This dependence upon array length suggests the involvement of length-dependent formation of non-B form DNA secondary structures in replicating DNA. Evidence for such structures has come from studies showing that single-stranded triplet DNA can assume unusual structures (29-32). They can also form hairpin-like structures (33,34) as well as quadraplexes (35,36) or triplexes (37). Primer extension studies through triplet arrays also provide indirect evidence for unusual structures which might cause a block to replication (38,39). The formation of a dramatically stable triplet-specific structure above a certain length threshold might thus be occurring. Whilst it is not known how formation of such unusual structures during replication would lead to expansion, replication stalling might allow a window of opportunity for slipped strand mispairing in the newly synthesized leading strand or perhaps through slippage of an Okazaki fragment or the newly synthesized lagging strand (for a review see 40).
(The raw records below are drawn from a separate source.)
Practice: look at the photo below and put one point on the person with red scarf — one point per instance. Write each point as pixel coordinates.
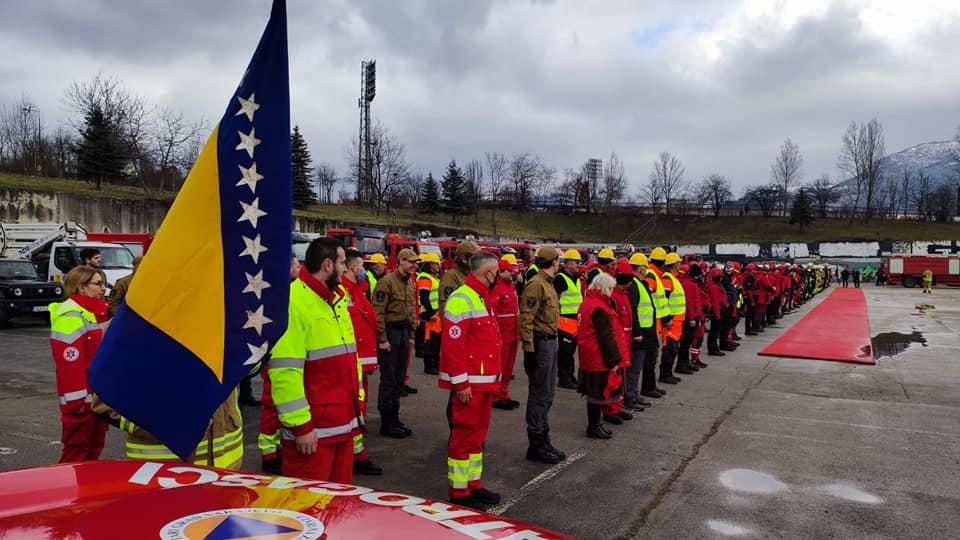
(600, 353)
(505, 305)
(76, 329)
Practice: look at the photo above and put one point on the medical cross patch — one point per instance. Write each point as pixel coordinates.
(71, 354)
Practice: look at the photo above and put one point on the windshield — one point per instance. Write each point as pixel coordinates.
(114, 257)
(18, 270)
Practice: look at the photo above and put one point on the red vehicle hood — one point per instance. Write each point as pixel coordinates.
(132, 499)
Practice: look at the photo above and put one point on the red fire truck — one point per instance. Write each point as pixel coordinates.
(908, 269)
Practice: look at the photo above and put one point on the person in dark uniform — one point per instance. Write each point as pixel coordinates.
(396, 318)
(539, 315)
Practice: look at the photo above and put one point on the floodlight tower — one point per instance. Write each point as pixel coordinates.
(368, 90)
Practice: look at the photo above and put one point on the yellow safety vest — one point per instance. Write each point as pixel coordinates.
(677, 302)
(645, 311)
(659, 296)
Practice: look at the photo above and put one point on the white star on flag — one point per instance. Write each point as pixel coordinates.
(250, 177)
(256, 284)
(256, 320)
(254, 248)
(247, 106)
(251, 212)
(256, 353)
(248, 142)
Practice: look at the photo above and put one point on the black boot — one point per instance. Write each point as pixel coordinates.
(537, 451)
(546, 439)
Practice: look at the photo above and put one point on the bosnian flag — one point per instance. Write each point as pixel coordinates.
(210, 298)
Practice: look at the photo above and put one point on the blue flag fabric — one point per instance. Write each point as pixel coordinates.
(210, 298)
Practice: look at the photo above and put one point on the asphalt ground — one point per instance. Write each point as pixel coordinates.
(752, 446)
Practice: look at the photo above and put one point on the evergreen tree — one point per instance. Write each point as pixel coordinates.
(454, 192)
(304, 193)
(430, 196)
(801, 213)
(100, 154)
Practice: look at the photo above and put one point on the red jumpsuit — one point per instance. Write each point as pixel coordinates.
(503, 301)
(74, 340)
(469, 359)
(364, 319)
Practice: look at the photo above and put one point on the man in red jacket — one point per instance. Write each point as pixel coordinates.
(719, 305)
(505, 305)
(691, 323)
(470, 360)
(364, 320)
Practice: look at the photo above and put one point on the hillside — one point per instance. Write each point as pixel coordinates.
(640, 229)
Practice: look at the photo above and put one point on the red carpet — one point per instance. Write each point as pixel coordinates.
(837, 329)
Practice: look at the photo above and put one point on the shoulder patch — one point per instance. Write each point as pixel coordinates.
(71, 354)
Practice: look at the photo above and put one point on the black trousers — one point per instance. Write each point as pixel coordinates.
(393, 369)
(686, 340)
(713, 337)
(648, 378)
(566, 348)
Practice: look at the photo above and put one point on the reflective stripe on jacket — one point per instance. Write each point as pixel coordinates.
(313, 367)
(470, 349)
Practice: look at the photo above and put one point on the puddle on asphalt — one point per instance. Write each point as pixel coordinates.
(850, 493)
(726, 528)
(750, 481)
(894, 343)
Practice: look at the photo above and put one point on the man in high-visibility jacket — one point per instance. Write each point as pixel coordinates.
(313, 372)
(377, 264)
(364, 320)
(643, 357)
(569, 290)
(428, 292)
(659, 291)
(677, 308)
(470, 370)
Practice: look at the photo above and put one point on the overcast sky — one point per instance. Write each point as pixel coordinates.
(718, 83)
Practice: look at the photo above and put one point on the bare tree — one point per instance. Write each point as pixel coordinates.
(666, 179)
(767, 198)
(862, 148)
(824, 194)
(389, 166)
(497, 168)
(523, 173)
(714, 191)
(326, 181)
(614, 182)
(786, 171)
(169, 139)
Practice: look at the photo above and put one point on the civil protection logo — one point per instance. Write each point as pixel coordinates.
(228, 523)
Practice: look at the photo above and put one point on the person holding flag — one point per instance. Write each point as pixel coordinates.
(197, 338)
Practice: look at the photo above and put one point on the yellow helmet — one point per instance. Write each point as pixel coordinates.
(430, 257)
(572, 255)
(639, 259)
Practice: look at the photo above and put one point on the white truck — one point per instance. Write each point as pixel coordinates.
(54, 249)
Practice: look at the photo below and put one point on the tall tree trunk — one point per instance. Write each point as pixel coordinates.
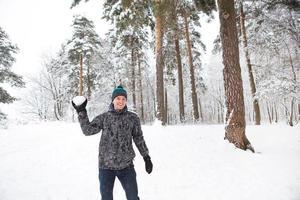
(234, 99)
(249, 66)
(179, 64)
(269, 112)
(180, 80)
(159, 66)
(192, 74)
(133, 58)
(295, 81)
(89, 83)
(276, 113)
(141, 89)
(200, 110)
(291, 121)
(81, 75)
(166, 106)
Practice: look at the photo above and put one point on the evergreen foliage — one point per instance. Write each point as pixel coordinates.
(7, 58)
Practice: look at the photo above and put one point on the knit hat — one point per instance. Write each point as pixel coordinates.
(119, 91)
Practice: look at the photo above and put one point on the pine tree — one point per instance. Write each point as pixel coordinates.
(235, 114)
(81, 48)
(7, 59)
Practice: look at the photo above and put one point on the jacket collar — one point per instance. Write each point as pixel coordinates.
(113, 110)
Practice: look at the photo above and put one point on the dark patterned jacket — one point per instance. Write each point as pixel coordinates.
(118, 131)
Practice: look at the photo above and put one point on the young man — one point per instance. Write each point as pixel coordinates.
(119, 127)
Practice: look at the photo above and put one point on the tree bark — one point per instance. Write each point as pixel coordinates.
(180, 80)
(141, 90)
(133, 58)
(234, 99)
(179, 65)
(249, 66)
(159, 66)
(269, 113)
(81, 75)
(166, 106)
(192, 74)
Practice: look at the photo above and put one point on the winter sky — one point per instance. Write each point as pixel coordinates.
(40, 27)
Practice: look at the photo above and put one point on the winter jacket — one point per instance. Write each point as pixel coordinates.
(118, 130)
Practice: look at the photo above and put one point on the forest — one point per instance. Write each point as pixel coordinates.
(155, 50)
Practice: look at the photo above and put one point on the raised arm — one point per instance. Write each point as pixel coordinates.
(88, 128)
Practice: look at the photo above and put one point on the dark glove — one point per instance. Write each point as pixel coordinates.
(148, 164)
(81, 107)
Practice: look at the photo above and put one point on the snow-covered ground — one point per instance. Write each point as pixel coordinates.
(55, 161)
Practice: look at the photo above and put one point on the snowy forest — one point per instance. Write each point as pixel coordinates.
(215, 84)
(155, 50)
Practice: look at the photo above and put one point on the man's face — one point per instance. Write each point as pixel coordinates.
(119, 102)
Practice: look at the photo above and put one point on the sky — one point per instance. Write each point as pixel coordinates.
(40, 27)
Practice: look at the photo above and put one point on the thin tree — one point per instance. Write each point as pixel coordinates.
(249, 66)
(159, 62)
(234, 99)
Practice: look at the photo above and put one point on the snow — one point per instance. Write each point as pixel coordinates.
(78, 100)
(54, 160)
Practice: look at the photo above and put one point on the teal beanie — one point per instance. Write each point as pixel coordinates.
(119, 91)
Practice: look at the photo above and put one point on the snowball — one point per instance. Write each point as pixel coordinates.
(78, 100)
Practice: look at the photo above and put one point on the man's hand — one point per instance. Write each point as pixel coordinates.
(79, 103)
(148, 164)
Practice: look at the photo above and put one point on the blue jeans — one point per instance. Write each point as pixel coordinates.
(126, 176)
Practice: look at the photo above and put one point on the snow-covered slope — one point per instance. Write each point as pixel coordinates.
(55, 161)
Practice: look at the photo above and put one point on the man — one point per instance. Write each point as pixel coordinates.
(119, 127)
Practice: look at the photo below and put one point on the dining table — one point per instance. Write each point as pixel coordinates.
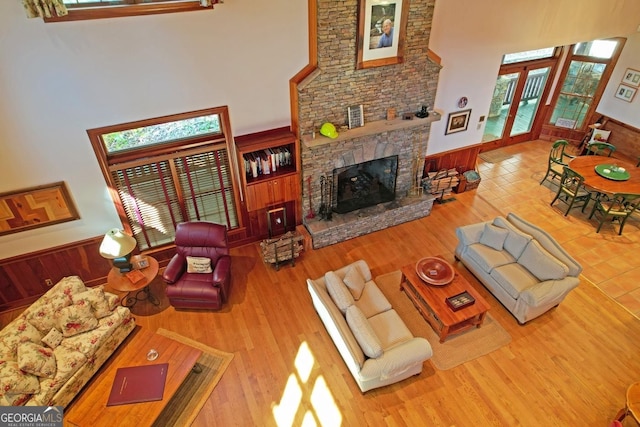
(607, 174)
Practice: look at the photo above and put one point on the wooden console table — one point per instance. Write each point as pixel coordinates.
(90, 407)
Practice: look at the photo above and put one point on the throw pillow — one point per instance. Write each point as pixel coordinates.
(53, 338)
(364, 333)
(198, 265)
(94, 298)
(599, 135)
(13, 380)
(76, 319)
(338, 291)
(493, 236)
(37, 360)
(541, 263)
(354, 281)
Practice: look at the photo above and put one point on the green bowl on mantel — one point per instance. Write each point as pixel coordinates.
(612, 172)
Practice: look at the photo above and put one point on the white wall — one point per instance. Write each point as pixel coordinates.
(58, 80)
(471, 36)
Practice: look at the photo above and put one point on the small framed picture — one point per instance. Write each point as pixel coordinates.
(626, 93)
(458, 122)
(631, 77)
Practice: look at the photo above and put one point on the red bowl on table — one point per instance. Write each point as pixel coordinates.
(435, 271)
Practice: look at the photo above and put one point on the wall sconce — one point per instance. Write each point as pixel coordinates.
(118, 246)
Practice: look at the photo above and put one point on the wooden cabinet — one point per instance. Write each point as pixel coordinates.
(261, 195)
(270, 168)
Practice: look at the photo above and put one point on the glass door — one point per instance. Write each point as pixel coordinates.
(515, 103)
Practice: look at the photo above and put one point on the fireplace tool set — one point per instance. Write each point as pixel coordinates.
(326, 198)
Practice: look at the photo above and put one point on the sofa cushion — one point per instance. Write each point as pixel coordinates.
(68, 362)
(198, 265)
(390, 329)
(53, 338)
(547, 242)
(516, 240)
(513, 278)
(36, 360)
(488, 258)
(493, 236)
(14, 381)
(75, 319)
(19, 331)
(96, 299)
(362, 330)
(541, 263)
(354, 281)
(372, 301)
(338, 291)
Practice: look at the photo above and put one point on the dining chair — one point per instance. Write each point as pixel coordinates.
(618, 206)
(600, 149)
(558, 159)
(572, 190)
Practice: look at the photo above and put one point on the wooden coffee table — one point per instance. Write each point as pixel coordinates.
(120, 282)
(431, 303)
(90, 407)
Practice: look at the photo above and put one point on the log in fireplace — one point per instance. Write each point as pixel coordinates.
(365, 184)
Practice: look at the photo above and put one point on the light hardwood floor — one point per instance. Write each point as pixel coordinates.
(569, 367)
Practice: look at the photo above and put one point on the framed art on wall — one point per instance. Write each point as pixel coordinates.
(631, 77)
(381, 28)
(458, 122)
(626, 93)
(35, 207)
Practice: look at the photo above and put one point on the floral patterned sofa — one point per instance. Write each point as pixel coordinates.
(55, 346)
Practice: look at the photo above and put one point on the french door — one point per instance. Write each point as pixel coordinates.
(520, 90)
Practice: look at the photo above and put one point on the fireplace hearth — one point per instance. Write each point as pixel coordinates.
(365, 184)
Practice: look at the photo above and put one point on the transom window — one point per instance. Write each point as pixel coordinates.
(169, 170)
(586, 73)
(96, 9)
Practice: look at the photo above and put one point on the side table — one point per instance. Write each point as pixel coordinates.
(120, 282)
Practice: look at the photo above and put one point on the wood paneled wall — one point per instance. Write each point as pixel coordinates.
(463, 159)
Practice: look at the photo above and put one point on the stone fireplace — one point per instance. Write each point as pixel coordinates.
(335, 84)
(365, 184)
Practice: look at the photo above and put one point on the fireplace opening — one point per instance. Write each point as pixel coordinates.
(365, 184)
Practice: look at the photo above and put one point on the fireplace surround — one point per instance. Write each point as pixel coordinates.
(365, 184)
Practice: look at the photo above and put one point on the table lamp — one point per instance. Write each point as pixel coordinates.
(118, 246)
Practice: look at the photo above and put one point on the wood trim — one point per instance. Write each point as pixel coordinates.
(128, 10)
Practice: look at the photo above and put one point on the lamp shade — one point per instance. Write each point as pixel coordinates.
(116, 244)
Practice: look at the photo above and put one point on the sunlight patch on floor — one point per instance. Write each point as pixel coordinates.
(303, 393)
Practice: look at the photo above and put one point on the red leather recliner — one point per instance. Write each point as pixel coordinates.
(199, 290)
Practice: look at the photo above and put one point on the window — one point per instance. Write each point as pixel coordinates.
(586, 73)
(96, 9)
(169, 170)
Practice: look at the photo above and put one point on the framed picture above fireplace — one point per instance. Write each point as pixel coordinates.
(458, 121)
(381, 30)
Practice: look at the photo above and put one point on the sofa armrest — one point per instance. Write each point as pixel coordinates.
(470, 234)
(398, 359)
(222, 270)
(549, 292)
(175, 269)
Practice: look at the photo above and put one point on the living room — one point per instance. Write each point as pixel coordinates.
(166, 65)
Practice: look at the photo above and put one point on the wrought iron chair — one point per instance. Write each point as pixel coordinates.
(572, 191)
(618, 206)
(558, 159)
(600, 149)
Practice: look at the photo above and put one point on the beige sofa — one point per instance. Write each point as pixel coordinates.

Recently, in vivo replication studies on (CGG)n arrays have provided more direct evidence that unusual DNA structures in the lagging strand template lead to replication stalling (41).

As a first step toward a model system in which fragile X-associated triplet array stability can be studied we have established a range of cloned human FMR1 arrays in bacteria. Unlike previous studies, these include FMR1 flanking DNA and incorporate a wide range of interrupted repeat structures found in the human population, so that subsequent comparative instability studies can be performed.

MATERIALS AND METHODS

PCR amplification of FMR1 arrays

PCR amplification was carried out on genomic DNA from selected individuals with known FMR1 array structures as described previously (17). Amplification conditions were as follows: an initial denaturation at 98°C for 5 min was followed by 35 cycles of 98°C for 30 s and 70°C for 10 min. Each 20 µl reaction contained 20 mM Tris-HCl, pH 8.8, 10 mM KCl, 1.5 mM MgCl2, 10 µM (NH4)2SO4, 0.1% Triton, 100 µg/ml BSA, 0.5 µM each oligonucleotide (721 and 723), 320 µM each dNTP, 5% DMSO and 1 U native Pfu polymerase (Stratagene). Products were purified through 2% LMP agarose and isolated after Gelase solubilization (Epicenter Technologies) with Wizard PCR Prep reagents (Promega Corp.). For FMR1 alleles longer than 50 repeats the concentration of DMSO was increased to 10%, which gives an increased yield of full-length product. All oligonucleotide sequences and their positions within the FMR1 gene are taken from the HSFXDNA deposition in Genbank. Primers used were 721 (5[prime]-AGCCCCGCACTTCCACCACCAGCTCCTCCA, complementary to 2617-2647) and 723 (5[prime]-TTCACTTCCGGTGGAGGGCCGCCTCTGAGC, 2876-2838).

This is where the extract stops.